In this way man emancipates himself from climate, and at the same time he avoids also the heavy work with the hot-beds, and he saves both in buying much less manure and in work. Three men to the acre, each of them working less than sixty hours a week, produce on very small spaces what formerly required acres and acres of land.
The result of all these recent conquests of culture is, that if one-half only of the adults of a city gave each about fifty half-days for the culture of the finest fruit and vegetables out of season, they would have all the year round an unlimited supply of that sort of fruit and vegetables for the whole population.

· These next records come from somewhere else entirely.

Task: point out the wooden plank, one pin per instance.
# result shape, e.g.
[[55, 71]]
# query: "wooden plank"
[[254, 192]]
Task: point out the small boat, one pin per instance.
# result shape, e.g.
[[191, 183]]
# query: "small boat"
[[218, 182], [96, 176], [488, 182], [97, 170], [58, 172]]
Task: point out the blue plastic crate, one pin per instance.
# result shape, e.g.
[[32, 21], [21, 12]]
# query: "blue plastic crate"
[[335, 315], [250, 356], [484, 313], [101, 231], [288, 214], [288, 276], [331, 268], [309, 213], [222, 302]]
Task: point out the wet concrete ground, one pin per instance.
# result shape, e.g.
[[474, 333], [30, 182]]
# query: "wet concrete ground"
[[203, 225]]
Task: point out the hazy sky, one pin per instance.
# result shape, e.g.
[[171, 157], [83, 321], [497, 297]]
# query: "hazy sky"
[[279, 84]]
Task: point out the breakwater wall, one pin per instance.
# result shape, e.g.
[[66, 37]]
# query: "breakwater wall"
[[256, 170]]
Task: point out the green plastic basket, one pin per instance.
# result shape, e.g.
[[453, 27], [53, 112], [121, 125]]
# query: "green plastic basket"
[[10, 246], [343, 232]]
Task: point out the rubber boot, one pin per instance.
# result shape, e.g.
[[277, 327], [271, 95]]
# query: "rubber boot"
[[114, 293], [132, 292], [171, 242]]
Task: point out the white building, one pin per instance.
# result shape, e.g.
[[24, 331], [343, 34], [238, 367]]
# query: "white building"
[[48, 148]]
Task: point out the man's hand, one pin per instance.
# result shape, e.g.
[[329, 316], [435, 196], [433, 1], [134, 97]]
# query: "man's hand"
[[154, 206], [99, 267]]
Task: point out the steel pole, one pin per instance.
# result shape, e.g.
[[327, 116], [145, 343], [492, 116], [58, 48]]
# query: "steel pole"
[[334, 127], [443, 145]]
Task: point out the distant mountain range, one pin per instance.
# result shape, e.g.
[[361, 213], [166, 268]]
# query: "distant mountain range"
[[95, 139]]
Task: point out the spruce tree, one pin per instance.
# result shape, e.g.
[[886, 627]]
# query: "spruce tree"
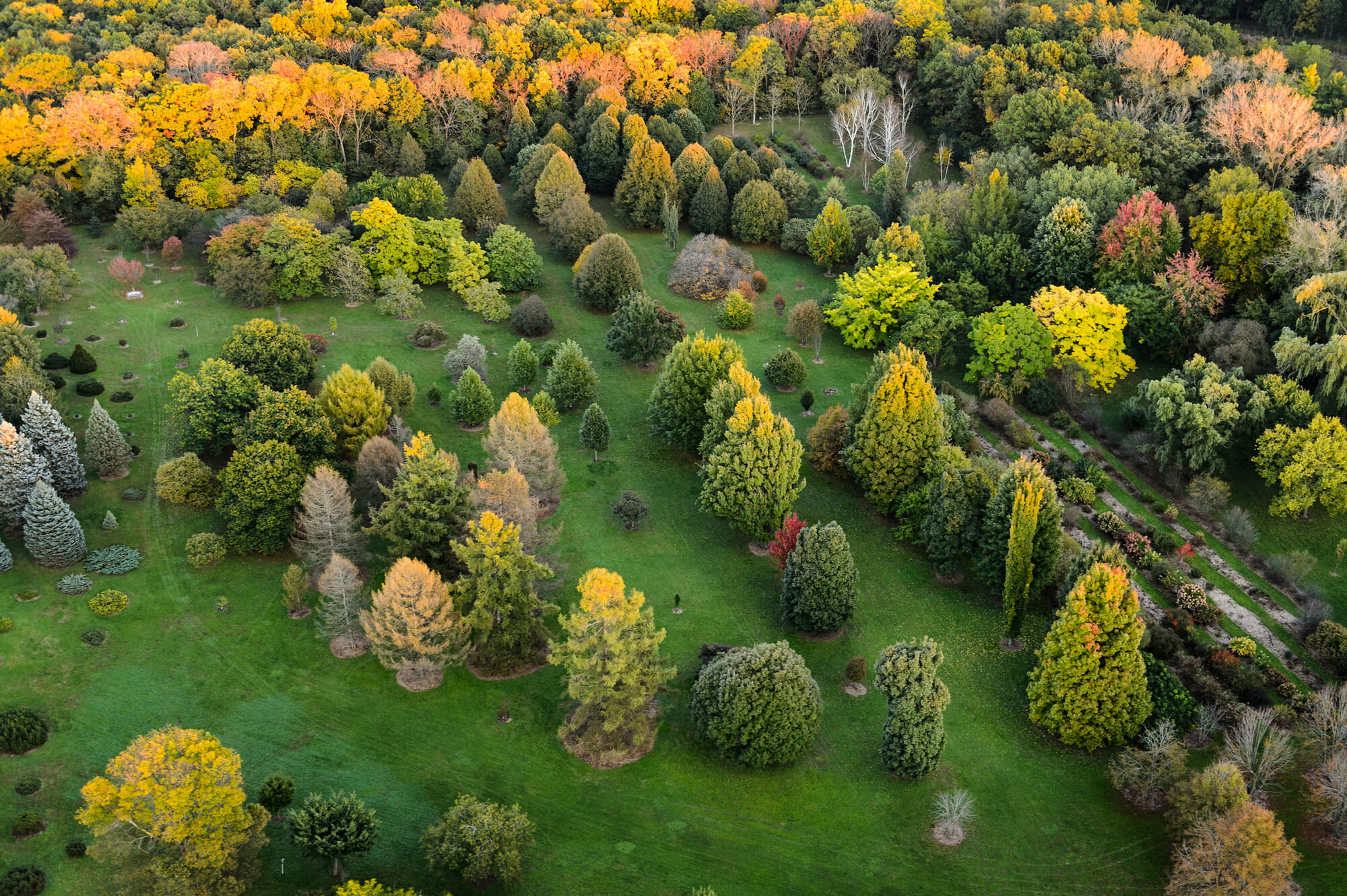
[[106, 447], [754, 477], [51, 530], [914, 732], [1090, 687], [52, 439], [614, 668], [21, 469], [820, 583]]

But there is a still more important fact to notice. The greenhouse has nowadays a tendency to become a mere kitchen garden under glass. And when it is used to such a purpose, the simplest plank-and-glass unheated shelters already give fabulous crops—such as, for instance, 500 bushels of potatoes per acre as a first crop, ready by the end of April; after which a second and a third crop are obtained in the extremely high temperature which prevails in the summer under glass.
I gave in my "Fields, Factories, and Workshops," most striking facts in this direction. Sufficient to say here, that at Jersey, thirty-four men, with one trained gardener only, cultivate thirteen acres under glass, from which they obtain 143 tons of fruit and early vegetables, using for this extraordinary culture less than 1,000 tons of coal.

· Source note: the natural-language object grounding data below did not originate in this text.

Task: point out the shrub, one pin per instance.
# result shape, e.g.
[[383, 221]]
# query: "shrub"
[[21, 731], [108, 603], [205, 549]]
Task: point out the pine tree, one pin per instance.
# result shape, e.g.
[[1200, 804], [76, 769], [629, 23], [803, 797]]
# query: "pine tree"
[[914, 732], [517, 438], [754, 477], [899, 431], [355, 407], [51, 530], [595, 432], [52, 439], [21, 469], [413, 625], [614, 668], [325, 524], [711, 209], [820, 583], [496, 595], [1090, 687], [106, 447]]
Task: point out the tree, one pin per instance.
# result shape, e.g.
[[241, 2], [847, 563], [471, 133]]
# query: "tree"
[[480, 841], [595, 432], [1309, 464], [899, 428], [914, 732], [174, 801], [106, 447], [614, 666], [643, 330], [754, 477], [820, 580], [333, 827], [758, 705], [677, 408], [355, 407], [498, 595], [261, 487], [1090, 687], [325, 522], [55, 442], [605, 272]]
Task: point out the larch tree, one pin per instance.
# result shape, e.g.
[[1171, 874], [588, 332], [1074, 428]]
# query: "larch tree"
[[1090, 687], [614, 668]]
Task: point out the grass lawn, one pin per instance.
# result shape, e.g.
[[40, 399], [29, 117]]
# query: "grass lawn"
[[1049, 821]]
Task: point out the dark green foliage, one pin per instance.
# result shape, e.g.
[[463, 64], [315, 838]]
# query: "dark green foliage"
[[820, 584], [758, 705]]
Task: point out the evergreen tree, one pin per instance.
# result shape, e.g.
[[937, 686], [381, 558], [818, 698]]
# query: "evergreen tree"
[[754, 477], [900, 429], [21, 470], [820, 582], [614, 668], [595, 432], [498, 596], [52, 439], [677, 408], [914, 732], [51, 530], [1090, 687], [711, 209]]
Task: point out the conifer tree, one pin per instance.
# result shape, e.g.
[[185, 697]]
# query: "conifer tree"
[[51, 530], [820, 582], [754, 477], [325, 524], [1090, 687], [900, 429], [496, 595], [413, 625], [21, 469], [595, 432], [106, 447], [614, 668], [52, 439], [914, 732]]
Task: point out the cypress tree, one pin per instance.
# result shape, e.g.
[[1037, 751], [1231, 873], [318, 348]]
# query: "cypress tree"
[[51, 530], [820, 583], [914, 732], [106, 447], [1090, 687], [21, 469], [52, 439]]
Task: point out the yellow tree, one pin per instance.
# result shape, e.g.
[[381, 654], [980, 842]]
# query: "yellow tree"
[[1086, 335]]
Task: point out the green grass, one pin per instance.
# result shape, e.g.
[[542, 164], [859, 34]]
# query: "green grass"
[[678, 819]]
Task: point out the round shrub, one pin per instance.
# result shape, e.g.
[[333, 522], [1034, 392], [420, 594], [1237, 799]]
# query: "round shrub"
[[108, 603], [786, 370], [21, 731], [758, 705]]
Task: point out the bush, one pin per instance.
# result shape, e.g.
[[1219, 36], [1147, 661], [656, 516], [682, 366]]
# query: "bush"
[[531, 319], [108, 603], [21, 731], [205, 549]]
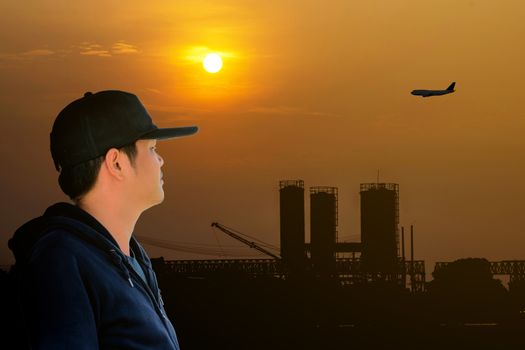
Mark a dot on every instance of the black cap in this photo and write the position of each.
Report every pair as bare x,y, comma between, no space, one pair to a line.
88,127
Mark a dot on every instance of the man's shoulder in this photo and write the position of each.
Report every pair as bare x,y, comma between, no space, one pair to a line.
61,242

And this is done now in Guernsey and Jersey on a very large scale, quite a number of steamers constantly plying between Guernsey and London, only to export the crops of the greenhouses.
Nowadays, in order to obtain that same crop of 500 bushels of potatoes, we must plough every year a surface of four acres, plant it, cultivate it, weed, it, and so on; whereas with the glass, even if we shall have to give perhaps, to start with, half a day's work per square yard in order to build the greenhouse—we shall save afterwards at least one-half, and probably three-quarters of the yearly labour required formerly.

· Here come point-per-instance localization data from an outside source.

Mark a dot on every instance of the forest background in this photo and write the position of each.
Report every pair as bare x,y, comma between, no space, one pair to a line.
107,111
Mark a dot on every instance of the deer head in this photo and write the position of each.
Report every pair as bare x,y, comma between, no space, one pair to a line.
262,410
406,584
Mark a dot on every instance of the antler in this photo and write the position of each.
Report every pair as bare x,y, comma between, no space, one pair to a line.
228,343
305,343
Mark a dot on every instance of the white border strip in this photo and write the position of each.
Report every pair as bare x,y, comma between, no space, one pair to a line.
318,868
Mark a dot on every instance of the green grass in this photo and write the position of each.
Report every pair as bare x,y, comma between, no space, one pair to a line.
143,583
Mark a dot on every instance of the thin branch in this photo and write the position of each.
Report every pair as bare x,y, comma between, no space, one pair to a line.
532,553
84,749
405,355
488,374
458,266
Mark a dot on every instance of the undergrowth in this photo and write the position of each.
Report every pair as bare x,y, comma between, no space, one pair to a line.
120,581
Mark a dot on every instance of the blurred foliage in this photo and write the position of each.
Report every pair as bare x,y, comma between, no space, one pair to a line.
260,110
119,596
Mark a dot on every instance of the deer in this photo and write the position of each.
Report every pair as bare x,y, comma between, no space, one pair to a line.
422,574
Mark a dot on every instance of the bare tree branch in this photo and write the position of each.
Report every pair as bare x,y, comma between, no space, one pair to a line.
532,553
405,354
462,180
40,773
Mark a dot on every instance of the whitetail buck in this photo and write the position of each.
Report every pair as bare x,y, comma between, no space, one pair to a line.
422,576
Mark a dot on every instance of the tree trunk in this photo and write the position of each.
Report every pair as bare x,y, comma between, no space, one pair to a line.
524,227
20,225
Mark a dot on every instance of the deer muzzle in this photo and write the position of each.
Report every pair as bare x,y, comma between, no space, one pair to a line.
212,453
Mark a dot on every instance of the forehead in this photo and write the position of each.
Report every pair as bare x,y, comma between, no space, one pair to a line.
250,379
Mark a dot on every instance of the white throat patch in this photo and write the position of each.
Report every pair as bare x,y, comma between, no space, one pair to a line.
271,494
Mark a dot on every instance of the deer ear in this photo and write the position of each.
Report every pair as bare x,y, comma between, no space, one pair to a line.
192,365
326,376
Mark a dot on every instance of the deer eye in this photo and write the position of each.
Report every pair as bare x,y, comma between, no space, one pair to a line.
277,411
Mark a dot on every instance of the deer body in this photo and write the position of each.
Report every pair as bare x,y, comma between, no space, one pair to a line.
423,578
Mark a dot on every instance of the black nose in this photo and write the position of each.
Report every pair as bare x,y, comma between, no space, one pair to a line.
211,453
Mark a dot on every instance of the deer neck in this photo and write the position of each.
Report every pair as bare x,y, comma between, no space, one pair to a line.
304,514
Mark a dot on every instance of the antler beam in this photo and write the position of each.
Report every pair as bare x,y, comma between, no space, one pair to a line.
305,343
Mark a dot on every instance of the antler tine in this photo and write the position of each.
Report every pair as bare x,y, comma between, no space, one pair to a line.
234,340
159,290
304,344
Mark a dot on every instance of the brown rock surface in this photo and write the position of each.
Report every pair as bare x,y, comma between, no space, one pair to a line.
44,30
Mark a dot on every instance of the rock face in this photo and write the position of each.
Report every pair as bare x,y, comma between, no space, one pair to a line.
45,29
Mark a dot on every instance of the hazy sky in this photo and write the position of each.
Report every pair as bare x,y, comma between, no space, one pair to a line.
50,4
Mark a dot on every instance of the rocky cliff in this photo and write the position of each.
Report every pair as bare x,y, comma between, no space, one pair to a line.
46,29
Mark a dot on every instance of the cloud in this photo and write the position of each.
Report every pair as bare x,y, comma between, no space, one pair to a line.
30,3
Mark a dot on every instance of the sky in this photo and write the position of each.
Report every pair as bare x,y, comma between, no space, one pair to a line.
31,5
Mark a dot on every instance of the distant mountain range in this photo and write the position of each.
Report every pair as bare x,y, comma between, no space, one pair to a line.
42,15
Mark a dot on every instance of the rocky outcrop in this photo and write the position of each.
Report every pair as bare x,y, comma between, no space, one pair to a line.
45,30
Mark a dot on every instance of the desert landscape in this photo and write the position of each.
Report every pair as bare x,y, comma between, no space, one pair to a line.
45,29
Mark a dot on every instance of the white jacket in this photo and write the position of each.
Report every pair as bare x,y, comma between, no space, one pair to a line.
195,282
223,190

These are facts, results which every one can verify himself. And these facts are already a hint as to what man could obtain from the earth if he treated it with intelligence.
V
In all the above we have reasoned upon what already withstood the test of experience. Intensive culture of the fields, irrigated meadows, the hot-house, and finally the kitchen garden under glass are realities. Moreover, the tendency is to extend and to generalize these methods of culture, because they allow of obtaining more produce with less work and with more certainty.